Google-supplied connector parameters

Every connector has an associated configuration file containing parameters used by the connector, such as the ID for your repository. Parameters are defined as key-value pairs, such as api.sourceId=1234567890abcdef.

The Google Cloud Search SDK contains several Google-supplied configuration parameters used by all connectors. Of the Google-supplied configuration parameters, only the Data source access parameters are required to be defined in your configuration file. You do not need to redefine the Google-supplied parameters in your configuration file unless you want to override their default values.

This reference describes the Google-supplied configuration parameters.

Configuration file example

The following example shows a identity configuration file with parameter key-value pairs.

#
# Configuration file sample
#
api.sourceId=1234567890abcdef
api.identitySourceId=0987654321lmnopq
api.serviceAccountPrivateKeyFile= ./PrivateKey.json

#
# Traversal schedules
#
schedule.traversalIntervalSecs=7200
schedule.incrementalTraversalIntervalSecs=600
#
# Default ACLs
#
defaultAcl.mode=fallback
defaultAcl.public=true
  

Commonly set parameters

This section lists required and optional commonly set configuration parameters. If you do not change values for the optional parameters, the connector uses the default values provided by the SDK.

Data source access

The following table lists all of the parameters that are required to appear in a configuration file. The parameters you use depend on the type of connector you are building (content connector or identity connector).

Setting Parameter
Data source id api.sourceId=1234567890abcdef

This parameter is required by a connector to identify the location of your repository. You obtain this value when you added a data source to search. This parameter must be in connector configuration files.

Identity source id api.identitySourceId=0987654321lmnopq

This parameter is required by identity connectors to identify the location of an exteranal identity source. You obtained this value when you map user identities in cloud search. This parameter must be in all identity connector configuration files.

Service account private key file api.serviceAccountPrivateKeyFile= ./PrivateKey.json

This parameteter contains the private key needed to access the repository.
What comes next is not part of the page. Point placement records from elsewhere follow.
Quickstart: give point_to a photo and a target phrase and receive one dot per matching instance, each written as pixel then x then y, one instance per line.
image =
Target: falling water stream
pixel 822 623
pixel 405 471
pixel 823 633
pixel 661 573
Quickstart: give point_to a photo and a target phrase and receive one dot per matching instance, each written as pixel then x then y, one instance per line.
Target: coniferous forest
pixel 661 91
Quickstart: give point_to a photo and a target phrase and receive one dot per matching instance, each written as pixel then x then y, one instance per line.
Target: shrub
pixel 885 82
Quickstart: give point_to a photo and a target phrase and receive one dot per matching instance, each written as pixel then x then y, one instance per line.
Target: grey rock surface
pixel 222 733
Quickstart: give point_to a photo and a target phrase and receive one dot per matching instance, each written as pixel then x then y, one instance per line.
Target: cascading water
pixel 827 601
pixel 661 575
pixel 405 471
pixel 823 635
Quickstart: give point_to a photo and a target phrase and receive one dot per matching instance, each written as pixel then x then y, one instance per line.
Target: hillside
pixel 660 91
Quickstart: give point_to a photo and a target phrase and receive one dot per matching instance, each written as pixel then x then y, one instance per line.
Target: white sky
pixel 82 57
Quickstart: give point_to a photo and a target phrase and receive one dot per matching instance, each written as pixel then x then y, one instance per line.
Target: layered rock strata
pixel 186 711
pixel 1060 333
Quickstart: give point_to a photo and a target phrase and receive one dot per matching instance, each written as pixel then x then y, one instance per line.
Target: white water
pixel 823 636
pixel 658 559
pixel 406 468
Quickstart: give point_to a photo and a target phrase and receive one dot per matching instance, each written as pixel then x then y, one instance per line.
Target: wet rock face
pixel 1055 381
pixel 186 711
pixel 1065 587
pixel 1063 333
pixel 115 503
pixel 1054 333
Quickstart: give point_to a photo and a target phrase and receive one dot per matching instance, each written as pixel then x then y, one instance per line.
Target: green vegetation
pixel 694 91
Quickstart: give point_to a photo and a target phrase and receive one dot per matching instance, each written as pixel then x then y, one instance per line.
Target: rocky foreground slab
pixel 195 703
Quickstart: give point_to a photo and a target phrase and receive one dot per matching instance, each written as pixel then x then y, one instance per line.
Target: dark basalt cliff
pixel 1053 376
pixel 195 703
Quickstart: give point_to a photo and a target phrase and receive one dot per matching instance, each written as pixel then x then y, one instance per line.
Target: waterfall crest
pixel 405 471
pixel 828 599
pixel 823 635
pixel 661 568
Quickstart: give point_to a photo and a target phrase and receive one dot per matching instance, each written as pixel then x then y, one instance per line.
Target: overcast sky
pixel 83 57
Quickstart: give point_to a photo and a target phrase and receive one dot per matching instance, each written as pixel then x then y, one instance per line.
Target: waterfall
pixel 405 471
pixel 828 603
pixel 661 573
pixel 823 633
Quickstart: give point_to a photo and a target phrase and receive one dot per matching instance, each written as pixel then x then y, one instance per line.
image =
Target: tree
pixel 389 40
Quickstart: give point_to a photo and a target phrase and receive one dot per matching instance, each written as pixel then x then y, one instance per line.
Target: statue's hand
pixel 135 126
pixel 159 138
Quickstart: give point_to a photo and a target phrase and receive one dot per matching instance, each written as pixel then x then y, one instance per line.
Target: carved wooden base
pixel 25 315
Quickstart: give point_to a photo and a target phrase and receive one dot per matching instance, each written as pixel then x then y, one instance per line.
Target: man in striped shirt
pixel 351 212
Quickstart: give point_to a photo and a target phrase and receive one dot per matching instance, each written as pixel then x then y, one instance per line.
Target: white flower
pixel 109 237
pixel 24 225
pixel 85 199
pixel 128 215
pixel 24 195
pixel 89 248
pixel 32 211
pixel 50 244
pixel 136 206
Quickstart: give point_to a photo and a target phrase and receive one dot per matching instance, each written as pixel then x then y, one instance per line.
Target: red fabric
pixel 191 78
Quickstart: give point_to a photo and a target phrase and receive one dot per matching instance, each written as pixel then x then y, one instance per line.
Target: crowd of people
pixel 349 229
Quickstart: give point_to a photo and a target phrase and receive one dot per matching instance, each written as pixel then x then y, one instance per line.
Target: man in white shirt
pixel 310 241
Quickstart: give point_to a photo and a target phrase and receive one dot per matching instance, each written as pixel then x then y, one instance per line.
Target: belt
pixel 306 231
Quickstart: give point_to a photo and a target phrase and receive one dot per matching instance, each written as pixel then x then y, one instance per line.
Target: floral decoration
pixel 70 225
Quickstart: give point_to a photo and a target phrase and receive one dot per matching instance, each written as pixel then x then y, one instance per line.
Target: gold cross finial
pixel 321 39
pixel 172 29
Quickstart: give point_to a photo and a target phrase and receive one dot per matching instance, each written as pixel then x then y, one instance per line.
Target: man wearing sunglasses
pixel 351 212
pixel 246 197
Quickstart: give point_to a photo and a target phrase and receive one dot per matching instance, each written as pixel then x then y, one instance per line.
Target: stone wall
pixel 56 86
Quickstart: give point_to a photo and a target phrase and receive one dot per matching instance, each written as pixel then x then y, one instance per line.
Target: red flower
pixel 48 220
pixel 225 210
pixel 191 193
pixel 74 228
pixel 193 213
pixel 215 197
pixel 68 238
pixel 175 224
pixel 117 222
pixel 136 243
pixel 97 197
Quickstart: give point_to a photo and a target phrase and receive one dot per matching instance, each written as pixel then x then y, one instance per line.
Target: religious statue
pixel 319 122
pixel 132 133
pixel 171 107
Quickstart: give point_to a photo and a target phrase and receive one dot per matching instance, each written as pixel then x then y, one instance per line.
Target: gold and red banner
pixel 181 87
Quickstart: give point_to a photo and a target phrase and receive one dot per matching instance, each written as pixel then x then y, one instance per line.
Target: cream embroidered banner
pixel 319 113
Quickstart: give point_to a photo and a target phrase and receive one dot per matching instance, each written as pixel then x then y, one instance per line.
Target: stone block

You obtained this value when you configured access to the Google Cloud Search REST API. This parameter must be in all configuration files.

Service account ID api.serviceAccountId=123abcdef4567890

This parameter specifies the service account ID. The default empty string value is only allowable when the configuration file specifies a private key file parameter. This parameter is required if your private key file is not a JSON key.

G Suite Account ID api.customerId=123abcdef4567890

This parameter specifies the account ID for the enterprise's G Suite account. You obtained this value when you map user identities in cloud searchThis parameter is required when syncing users using an identity connector.

Root URL api.rootUrl=https://cloudsearch.googleapis.com

This parameter specifies the indexing service base URL path.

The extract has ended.